Beef Up On Savings And Retirement
With rising interest rates now a likely reality for the foreseeable future, you may want to look into stacking up your savings and retirement. Low interest rates usually force savers and investors to move their cash from low interest paying financial instruments such as money market funds into equities such as stocks and mutual funds.
With rising interest rates, it is good for you to diversify. Of course you are going to want to leave a portion of your retirement funding in equities such as stocks, but you more than likely want to diversify into other financial instruments that may be paying a lot higher interest rate as compared to the past several years.

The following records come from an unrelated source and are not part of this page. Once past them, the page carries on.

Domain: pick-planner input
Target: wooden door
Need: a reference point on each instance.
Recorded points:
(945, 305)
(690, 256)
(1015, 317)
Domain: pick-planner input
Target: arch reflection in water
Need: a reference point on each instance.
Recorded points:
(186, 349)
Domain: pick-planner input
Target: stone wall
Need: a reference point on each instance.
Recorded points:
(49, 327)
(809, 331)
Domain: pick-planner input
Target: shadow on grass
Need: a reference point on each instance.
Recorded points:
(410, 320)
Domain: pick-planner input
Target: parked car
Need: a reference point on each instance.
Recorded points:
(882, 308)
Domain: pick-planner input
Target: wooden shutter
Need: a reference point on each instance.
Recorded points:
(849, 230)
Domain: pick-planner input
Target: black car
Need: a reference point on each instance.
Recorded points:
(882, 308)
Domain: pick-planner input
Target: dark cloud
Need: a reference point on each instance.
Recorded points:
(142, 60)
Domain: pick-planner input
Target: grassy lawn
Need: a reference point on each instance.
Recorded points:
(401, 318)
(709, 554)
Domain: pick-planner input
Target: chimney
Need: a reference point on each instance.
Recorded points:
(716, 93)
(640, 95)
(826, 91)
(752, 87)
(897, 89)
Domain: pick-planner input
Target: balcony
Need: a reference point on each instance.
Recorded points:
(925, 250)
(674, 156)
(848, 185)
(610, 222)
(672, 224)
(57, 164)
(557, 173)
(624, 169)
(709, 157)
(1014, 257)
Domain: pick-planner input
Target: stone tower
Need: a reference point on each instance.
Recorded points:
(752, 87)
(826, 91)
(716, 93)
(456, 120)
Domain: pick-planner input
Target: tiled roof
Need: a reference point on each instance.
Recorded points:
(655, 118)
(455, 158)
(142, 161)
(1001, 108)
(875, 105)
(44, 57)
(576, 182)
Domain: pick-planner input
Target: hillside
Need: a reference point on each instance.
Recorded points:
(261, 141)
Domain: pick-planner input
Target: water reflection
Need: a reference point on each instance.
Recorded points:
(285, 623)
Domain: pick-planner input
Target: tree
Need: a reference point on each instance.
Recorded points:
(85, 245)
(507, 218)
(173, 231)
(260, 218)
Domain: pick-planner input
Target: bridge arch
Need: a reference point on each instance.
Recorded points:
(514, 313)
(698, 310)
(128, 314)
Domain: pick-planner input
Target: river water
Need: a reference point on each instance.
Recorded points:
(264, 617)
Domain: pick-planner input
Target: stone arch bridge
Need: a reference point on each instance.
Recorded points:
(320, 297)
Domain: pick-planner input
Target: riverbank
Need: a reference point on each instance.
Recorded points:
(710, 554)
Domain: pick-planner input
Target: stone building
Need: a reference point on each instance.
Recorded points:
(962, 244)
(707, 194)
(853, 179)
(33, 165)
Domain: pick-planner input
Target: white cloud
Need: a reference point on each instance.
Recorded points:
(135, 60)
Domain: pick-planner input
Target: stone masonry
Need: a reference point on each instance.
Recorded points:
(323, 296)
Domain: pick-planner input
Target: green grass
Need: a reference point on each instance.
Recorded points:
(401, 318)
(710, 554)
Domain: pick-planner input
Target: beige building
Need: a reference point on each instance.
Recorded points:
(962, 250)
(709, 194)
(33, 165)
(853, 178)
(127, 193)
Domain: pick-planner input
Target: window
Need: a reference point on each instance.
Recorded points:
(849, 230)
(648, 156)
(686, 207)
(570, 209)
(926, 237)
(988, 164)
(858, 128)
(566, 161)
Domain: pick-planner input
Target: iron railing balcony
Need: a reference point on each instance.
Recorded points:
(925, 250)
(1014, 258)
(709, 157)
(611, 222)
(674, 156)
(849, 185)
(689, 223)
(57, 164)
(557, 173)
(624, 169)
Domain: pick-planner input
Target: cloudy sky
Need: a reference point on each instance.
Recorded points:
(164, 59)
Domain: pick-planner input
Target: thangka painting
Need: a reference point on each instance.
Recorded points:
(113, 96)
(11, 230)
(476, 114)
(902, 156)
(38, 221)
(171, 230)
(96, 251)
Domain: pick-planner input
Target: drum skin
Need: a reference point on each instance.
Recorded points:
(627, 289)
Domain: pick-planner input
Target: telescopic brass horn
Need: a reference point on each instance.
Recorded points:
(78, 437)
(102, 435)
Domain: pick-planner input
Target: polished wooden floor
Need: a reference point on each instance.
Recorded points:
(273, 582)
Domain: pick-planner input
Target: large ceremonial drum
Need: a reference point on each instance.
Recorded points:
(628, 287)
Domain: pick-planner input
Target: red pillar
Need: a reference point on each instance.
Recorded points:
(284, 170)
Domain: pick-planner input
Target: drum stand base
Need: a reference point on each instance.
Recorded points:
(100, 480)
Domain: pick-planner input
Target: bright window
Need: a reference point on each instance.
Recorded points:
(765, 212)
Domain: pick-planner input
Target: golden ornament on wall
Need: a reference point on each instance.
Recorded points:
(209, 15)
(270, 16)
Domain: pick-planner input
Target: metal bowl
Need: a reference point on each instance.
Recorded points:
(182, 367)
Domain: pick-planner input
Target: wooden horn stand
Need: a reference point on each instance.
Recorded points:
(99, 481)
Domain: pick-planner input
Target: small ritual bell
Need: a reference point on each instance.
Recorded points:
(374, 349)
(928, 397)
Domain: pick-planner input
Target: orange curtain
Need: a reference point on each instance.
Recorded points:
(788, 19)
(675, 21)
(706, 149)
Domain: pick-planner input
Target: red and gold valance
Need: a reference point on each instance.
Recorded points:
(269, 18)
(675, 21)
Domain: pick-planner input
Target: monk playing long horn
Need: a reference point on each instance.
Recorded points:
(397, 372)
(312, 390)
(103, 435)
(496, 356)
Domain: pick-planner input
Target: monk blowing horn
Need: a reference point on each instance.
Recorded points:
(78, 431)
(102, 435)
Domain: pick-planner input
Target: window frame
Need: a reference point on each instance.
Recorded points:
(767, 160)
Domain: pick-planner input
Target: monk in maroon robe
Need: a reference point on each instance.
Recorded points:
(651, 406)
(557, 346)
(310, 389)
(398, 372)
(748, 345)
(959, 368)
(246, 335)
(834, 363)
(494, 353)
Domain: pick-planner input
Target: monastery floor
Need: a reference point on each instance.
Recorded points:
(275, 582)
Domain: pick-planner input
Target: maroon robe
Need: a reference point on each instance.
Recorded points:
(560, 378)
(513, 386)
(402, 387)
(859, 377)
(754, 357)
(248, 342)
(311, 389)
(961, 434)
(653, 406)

This may be a great time for you to analyze your investment strategy for the short term as well as the long term. Take a look at your strategy over the last 5 to 10 years and see where you can re-allocate some of your funds. Overall, make sure that you are not just leaving your savings and retirement strategy on autopilot. Having your money in the exact same financial instruments from several years ago can end up costing you thousands of dollars or more unless you take action now.